The Internet of Things promises significant benefits for both retailers and customers. We look at the early advantages of this technology – and the chances for further growth.

    5 ways the Internet of Things will change retail

    The Internet of Things promises significant benefits for both retailers and customers. We look at the early advantages of this technology – and the chances for further growth.

    The Internet of Things is already having a significant impact on the retail industry, and on everything from improving the in-store shopping experience for customers to making retailers more profitable, efficient and unique.

    With that in mind, we look at how this connection of everyday objects to the Internet, and the subsequent collection of data, is changing how retailers do business, and how consumers shop in-store and online.

    An interactive shopping experience

    IoT offers retailers the chance to be much more interactive in what products and services they offer to their customers.

    For example, through the use of mobile apps, RFID tags, virtual reality (VR), Apple iBeacons and customers’ smartphones, stores can let customers get more information on a product, offer suggested items based on previous purchases, or even let them ‘virtually’ try an item on. They can also invite customers to redeem vouchers on goods they like, offer promotions in real-time or just give directions to their favourite items.

    This digital experience is engaging the customer much better than ever before – and increasing the likelihood of them walking away satisfied, and with a new purchase.

    Save money through inventory management

    One of the age-old problems in retail is having a true picture of inventory on the store shelf but IoT is helping store managers and senior executives by giving a much clearer view through the use of cameras, sensors and RFID tags.

    Retailers can subsequently tell what items have come into the store, which have been sold, and even where these items should be placed in-store.

    By doing this, retailers can properly understand their inventory and in-store item positioning and save money by stocking only the goods they need.
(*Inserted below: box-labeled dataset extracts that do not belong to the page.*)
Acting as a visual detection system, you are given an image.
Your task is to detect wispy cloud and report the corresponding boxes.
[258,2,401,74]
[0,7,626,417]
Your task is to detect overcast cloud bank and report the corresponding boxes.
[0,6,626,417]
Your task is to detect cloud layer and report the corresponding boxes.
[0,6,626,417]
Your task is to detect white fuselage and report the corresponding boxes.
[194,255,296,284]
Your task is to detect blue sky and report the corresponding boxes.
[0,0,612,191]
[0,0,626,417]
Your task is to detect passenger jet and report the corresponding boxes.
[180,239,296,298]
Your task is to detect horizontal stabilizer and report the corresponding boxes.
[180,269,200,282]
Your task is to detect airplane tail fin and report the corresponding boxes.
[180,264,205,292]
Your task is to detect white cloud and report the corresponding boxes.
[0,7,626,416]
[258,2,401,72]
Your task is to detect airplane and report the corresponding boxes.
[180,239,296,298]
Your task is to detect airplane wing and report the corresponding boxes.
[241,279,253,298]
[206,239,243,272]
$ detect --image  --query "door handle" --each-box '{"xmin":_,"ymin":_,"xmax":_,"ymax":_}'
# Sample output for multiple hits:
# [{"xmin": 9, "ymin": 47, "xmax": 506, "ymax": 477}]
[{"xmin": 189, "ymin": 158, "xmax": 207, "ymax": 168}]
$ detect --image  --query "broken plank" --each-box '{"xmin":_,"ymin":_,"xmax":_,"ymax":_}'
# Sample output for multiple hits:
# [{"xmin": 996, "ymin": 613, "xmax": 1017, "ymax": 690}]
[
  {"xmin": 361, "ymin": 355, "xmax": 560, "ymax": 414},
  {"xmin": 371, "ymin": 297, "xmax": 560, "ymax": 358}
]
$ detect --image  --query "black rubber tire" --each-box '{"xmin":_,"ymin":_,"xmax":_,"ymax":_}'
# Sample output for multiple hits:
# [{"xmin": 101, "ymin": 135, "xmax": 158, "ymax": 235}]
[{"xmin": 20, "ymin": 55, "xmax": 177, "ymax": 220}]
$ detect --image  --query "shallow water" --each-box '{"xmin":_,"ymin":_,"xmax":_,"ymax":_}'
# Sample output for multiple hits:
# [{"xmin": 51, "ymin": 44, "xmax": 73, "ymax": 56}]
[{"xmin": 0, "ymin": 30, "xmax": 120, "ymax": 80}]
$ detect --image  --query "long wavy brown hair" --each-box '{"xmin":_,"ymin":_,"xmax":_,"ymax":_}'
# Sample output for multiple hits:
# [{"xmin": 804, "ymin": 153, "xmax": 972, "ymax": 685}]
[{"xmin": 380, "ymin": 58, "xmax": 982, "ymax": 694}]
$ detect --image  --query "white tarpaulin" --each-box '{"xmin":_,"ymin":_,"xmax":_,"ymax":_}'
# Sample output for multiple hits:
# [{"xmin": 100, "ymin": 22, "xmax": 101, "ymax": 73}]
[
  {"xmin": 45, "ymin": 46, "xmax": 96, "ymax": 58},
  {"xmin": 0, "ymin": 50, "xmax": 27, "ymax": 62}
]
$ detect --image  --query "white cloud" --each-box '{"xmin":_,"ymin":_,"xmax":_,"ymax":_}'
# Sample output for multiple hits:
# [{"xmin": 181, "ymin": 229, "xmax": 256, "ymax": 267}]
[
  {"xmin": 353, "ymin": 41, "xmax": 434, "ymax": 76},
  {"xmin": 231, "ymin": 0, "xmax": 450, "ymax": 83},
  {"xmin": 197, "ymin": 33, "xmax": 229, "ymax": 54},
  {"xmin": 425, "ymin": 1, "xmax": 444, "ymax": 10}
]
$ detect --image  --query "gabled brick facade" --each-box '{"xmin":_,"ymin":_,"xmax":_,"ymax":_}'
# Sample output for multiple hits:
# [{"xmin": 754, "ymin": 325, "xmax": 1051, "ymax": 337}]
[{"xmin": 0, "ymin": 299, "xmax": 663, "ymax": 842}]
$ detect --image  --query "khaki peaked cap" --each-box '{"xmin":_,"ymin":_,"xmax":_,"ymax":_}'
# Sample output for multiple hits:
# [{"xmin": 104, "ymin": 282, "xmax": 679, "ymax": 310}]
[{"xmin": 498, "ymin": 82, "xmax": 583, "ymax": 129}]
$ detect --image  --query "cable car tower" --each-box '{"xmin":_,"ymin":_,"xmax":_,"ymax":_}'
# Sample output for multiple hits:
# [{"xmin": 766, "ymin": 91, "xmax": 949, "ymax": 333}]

They will also save on staff time, which was previously wasted on checking inventory management manually.

    Reduce fraud and shrinkage

    Through the use of NFC tags, retailers have become much better at tracking items from the warehouse to the store, and even out to the customer. This is great news for reducing customer fraud, and ‘shrinkage’ – where items are not accounted for.

    Having this visibility is essential not only for stock room control but also seeing what is ‘hot’ during the month, and restocking as quickly as possible. The tracing can start from the point of manufacturing and also enables retailers to check the condition of goods on-the-move.

    Measure store visitors

    IoT doesn’t just offer benefits for tracking goods internally though; it can also be used for retailers to check who exactly comes to their stores – and who passes by.

    For example, using Wi-Fi, in-store cameras and big data analytics, retail stores can capture the unique identifier from a customer’s phone and identify how many customers came into the store, how long they were there, and gauge if they purchased or browsed from their time in store. They can also judge how many people passed the store without entering, which part of their store customers visited most and how many customers came in multiple times.

    Through this analysis, retailers can fit their store to attract more visitors – and more sales.

    Boost sales through store positioning

    Through the use of RFID, and data analytics, retailers are able to see what items sell in-store in accordance with store plans, and adjust them accordingly. This is helping their branding, and making the store more attractive to visitors.